When investing in bonds, stocks, or mutual funds,
investors have the opportunity to increase their rate of return by timing the market - investing when stock markets go up and selling before they decline. A good investor can either time the market prudently, select a good investment, or employ a combination of both to increase his or her rate of return. However, any attempt to increase your rate of return by timing the market entails higher risk. Investors who actively try to time the market should realize that sometimes the unexpected does happen and they could lose money or forgo an excellent return.




Timing the market is difficult. To be successful, you have to make two investment decisions correctly: one to sell and one to buy. If you get either wrong in the short term you are out of luck. In addition, investors should realize that:

1. Stock markets go up more often than they go down.

2. When stock markets decline they tend to decline very quickly. That is, short-term losses are more severe than short-term gains.

3. The bulk of the gains posted by the stock market are posted in a very short time. In short, if you miss one or two good days in the stock market you will forgo the bulk of the gains.



Not many investors are good timers. "The Portable Pension Fiduciary," by John H. Ilkiw, noted the results of a comprehensive study of institutional investors, such as mutual fund and pension / retirement fund managers. The study concluded that the median money manager added some value by selecting investments that outperform the market. The best money managers added more than 2 percent per year due to stock selection. However the median money manager lost value by timing the market. Thus, investors should realize that marketing timing can add value but that there are better strategies that increase returns over the long term, incur less risk, and have a higher probability of success.

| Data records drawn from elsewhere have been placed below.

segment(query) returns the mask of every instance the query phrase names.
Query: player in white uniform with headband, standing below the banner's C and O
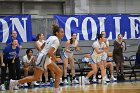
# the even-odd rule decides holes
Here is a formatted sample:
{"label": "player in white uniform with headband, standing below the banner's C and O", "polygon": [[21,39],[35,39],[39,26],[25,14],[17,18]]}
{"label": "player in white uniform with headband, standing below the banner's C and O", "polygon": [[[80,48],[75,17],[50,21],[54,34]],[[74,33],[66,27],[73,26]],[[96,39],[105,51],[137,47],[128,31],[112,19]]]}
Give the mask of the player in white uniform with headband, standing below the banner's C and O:
{"label": "player in white uniform with headband, standing below the banner's C and O", "polygon": [[68,40],[65,44],[65,51],[64,51],[64,83],[67,84],[67,68],[68,68],[68,60],[71,66],[71,73],[72,73],[72,83],[79,83],[78,80],[75,78],[75,65],[74,65],[74,56],[73,51],[79,51],[80,48],[78,47],[78,40],[77,34],[73,33],[71,39]]}

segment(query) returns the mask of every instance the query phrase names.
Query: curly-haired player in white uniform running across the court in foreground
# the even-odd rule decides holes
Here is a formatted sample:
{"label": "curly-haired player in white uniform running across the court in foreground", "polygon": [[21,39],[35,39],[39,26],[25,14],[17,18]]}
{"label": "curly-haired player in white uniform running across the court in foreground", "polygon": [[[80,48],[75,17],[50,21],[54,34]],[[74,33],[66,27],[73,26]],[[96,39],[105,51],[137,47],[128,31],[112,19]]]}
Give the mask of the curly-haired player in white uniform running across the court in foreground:
{"label": "curly-haired player in white uniform running across the court in foreground", "polygon": [[64,31],[62,28],[58,27],[57,25],[53,25],[52,28],[53,28],[54,36],[50,36],[46,40],[44,48],[39,53],[34,75],[25,77],[20,80],[10,80],[10,85],[9,85],[10,90],[13,90],[13,87],[17,84],[23,84],[23,83],[39,80],[40,76],[43,74],[44,69],[49,68],[51,71],[55,73],[54,93],[60,93],[59,83],[60,83],[60,78],[62,77],[62,71],[56,65],[55,62],[59,62],[61,61],[61,59],[56,58],[54,52],[57,50],[58,46],[60,45],[59,40],[63,38]]}

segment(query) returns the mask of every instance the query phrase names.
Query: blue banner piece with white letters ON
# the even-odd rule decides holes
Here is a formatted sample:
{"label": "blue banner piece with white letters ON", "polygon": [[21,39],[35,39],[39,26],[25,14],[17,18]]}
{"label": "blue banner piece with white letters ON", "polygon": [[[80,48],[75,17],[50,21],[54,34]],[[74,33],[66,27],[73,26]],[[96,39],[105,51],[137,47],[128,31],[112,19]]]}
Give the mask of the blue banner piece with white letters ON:
{"label": "blue banner piece with white letters ON", "polygon": [[0,42],[5,43],[13,30],[17,31],[20,42],[31,41],[31,15],[0,16]]}

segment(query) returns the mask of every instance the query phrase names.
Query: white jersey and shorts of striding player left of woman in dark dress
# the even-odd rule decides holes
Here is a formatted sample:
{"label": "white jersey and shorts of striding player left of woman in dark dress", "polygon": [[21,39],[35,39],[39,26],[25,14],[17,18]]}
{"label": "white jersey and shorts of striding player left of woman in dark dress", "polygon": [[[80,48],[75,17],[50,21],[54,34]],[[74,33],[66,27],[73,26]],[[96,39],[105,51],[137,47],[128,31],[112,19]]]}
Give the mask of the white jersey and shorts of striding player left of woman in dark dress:
{"label": "white jersey and shorts of striding player left of woman in dark dress", "polygon": [[[103,50],[105,47],[105,43],[99,43],[99,41],[95,41],[92,45],[93,49],[98,48],[99,50]],[[101,61],[101,55],[102,53],[98,54],[95,50],[93,51],[93,53],[91,54],[91,58],[93,59],[93,61],[96,62],[100,62]]]}

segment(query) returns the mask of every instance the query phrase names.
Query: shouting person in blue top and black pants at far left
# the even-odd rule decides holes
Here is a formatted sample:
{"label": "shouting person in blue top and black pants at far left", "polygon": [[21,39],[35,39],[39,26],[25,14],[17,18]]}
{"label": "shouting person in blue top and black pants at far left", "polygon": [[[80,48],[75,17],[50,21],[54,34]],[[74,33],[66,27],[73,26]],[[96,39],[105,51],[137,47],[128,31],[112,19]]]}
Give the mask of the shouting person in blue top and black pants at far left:
{"label": "shouting person in blue top and black pants at far left", "polygon": [[[20,48],[18,47],[18,40],[16,39],[13,39],[12,44],[5,47],[1,56],[2,62],[5,63],[4,72],[2,71],[2,76],[5,76],[6,68],[8,65],[9,79],[20,79],[19,51]],[[15,87],[15,89],[17,89],[17,86]]]}

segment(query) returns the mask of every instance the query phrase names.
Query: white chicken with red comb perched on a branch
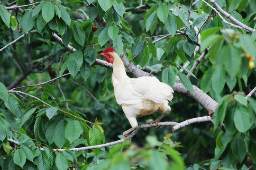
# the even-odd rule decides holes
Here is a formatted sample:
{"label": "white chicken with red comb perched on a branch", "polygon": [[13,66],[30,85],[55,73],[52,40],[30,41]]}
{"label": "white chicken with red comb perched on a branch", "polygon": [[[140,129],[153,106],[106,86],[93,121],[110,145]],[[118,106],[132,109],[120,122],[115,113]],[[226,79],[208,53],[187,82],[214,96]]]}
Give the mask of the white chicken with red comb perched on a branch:
{"label": "white chicken with red comb perched on a branch", "polygon": [[125,140],[129,140],[128,134],[138,127],[136,118],[146,116],[155,111],[163,112],[157,119],[150,122],[150,125],[160,127],[158,123],[171,111],[168,100],[172,101],[173,89],[161,83],[152,76],[130,78],[127,76],[123,61],[113,48],[107,48],[101,55],[105,56],[107,62],[113,64],[112,82],[116,101],[129,120],[132,128],[123,133]]}

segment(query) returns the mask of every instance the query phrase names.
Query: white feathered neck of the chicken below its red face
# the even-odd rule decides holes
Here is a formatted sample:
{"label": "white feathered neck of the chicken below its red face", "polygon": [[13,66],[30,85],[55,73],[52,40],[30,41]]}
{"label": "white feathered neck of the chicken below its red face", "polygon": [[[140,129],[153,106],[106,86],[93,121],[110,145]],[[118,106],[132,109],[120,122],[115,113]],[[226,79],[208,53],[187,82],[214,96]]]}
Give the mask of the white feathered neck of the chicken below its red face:
{"label": "white feathered neck of the chicken below its red face", "polygon": [[129,78],[126,74],[125,67],[123,61],[120,59],[119,55],[114,53],[114,62],[113,62],[113,74],[112,74],[112,82],[114,88],[116,85],[127,78]]}

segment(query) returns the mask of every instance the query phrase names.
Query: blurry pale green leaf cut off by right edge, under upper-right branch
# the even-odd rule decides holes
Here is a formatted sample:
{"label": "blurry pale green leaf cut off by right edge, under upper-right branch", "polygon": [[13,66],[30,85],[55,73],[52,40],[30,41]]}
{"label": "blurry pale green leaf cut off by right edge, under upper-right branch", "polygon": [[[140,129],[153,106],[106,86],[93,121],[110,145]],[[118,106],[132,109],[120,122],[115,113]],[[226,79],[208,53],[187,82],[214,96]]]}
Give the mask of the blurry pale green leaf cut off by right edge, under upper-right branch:
{"label": "blurry pale green leaf cut off by right edge, under upper-right branch", "polygon": [[243,34],[240,36],[240,42],[242,48],[252,57],[256,58],[256,45],[252,37],[250,35]]}

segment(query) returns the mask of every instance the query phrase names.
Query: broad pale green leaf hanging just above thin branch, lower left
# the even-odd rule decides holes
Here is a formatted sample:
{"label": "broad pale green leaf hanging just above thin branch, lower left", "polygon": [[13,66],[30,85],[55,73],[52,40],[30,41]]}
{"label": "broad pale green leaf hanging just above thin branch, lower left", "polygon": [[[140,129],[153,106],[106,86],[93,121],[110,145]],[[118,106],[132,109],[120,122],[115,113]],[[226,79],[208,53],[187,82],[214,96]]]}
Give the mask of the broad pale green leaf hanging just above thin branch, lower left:
{"label": "broad pale green leaf hanging just above thin branch, lower left", "polygon": [[66,128],[65,128],[65,137],[70,142],[73,142],[74,140],[78,139],[82,132],[81,126],[79,121],[77,120],[71,120],[68,122]]}

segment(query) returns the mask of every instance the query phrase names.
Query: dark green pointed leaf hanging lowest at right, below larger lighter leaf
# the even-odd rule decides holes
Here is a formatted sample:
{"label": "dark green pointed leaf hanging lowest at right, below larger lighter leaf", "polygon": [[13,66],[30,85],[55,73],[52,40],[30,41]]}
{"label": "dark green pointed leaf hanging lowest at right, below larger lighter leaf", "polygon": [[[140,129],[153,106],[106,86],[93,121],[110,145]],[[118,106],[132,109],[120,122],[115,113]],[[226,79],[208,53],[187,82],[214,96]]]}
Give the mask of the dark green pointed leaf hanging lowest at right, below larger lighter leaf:
{"label": "dark green pointed leaf hanging lowest at right, below larger lighter leaf", "polygon": [[244,137],[240,133],[236,135],[231,141],[231,149],[235,158],[241,163],[246,156],[247,147],[244,141]]}

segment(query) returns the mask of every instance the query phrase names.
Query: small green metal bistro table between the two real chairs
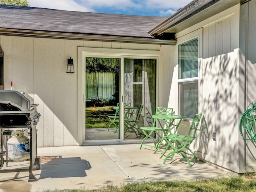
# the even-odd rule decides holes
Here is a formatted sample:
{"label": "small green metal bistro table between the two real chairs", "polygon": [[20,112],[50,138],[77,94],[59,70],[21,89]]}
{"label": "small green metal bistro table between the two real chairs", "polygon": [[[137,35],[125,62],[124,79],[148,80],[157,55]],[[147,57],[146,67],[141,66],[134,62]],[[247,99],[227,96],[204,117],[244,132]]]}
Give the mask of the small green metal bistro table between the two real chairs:
{"label": "small green metal bistro table between the two real chairs", "polygon": [[[183,115],[152,115],[152,118],[157,119],[160,127],[164,132],[164,136],[166,136],[168,134],[175,134],[180,126],[180,123],[182,122],[182,119],[186,119],[187,117]],[[164,125],[162,125],[160,120],[164,121]],[[179,120],[177,124],[175,124],[175,120]],[[164,131],[164,126],[166,126],[168,131]],[[171,127],[173,127],[172,128],[172,130],[174,130],[173,132],[171,130]],[[154,153],[156,153],[159,150],[162,142],[163,142],[163,138],[161,138],[158,141],[156,145],[156,150],[154,151]]]}

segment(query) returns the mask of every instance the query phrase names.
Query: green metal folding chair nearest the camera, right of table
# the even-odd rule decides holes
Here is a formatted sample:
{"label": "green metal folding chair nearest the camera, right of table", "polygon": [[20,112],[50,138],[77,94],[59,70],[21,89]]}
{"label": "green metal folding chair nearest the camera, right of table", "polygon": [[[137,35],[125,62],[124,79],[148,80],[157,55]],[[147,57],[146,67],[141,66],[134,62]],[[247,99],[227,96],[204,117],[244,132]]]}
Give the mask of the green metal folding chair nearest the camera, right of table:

One of the reasons why it is so difficult to time correctly is due to the difficulty of removing emotion from your investment decision. Investors who invest on emotion tend to overreact: they invest when prices are high and sell when prices are low. Professional money managers, who can remove emotion from their investment decisions, can add value by timing their investments correctly, but the bulk of their excess rates of return are still generated through security selection and other investment strategies. Investors who want to increase their rate of return through market timing should consider a good Tactical Asset Allocation fund. These funds aim to add value by changing the investment mix between cash, bonds, and stocks following strict protocols and models, rather than emotion-based market timing.



In conclusion, there are 3 keys to have a successful unit trust / mutual fund investment.

1. Well diversified in a complete investment portfolio.
2. With a strong holding power for long term (at least 10 years)
3. Without any "investment emotion" involved.


Comments

  1. Hi,
    I would like to inquire more on the 1st point in your conclusion: well diversified in a complete investment portfolio. In your opinion, which one is better:

    1) to invest (let's say RM10,000) in a mutual fund that has a a diversified portfolio (as you say, tactical asset allocation or mixed asset); or

    2) to invest the same amount of RM10,000 in multiple portfolios separately (eg. some in stocks, some in bonds, money market etc)?

    ReplyDelete
    Replies
    1. Hi Izaf,
      It depend on few factors, such as investor's investment objective, risk profile, time horizon and etc.
      And the same time, is the RM10k the only fund that for the whole investment or the investor can come out new top up for the future, lump sum or regular..?
      Another factor to consider is domestic market and global market situation.
      Beside looking at unit trust fund portfolio, is the investor consider about bigger picture such as his/her personal whole asset allocation or portfolio management.
      All of the above need to be factor in if we are talking about personal financial planning.

      I hope my simple points meet your expectation on your questions.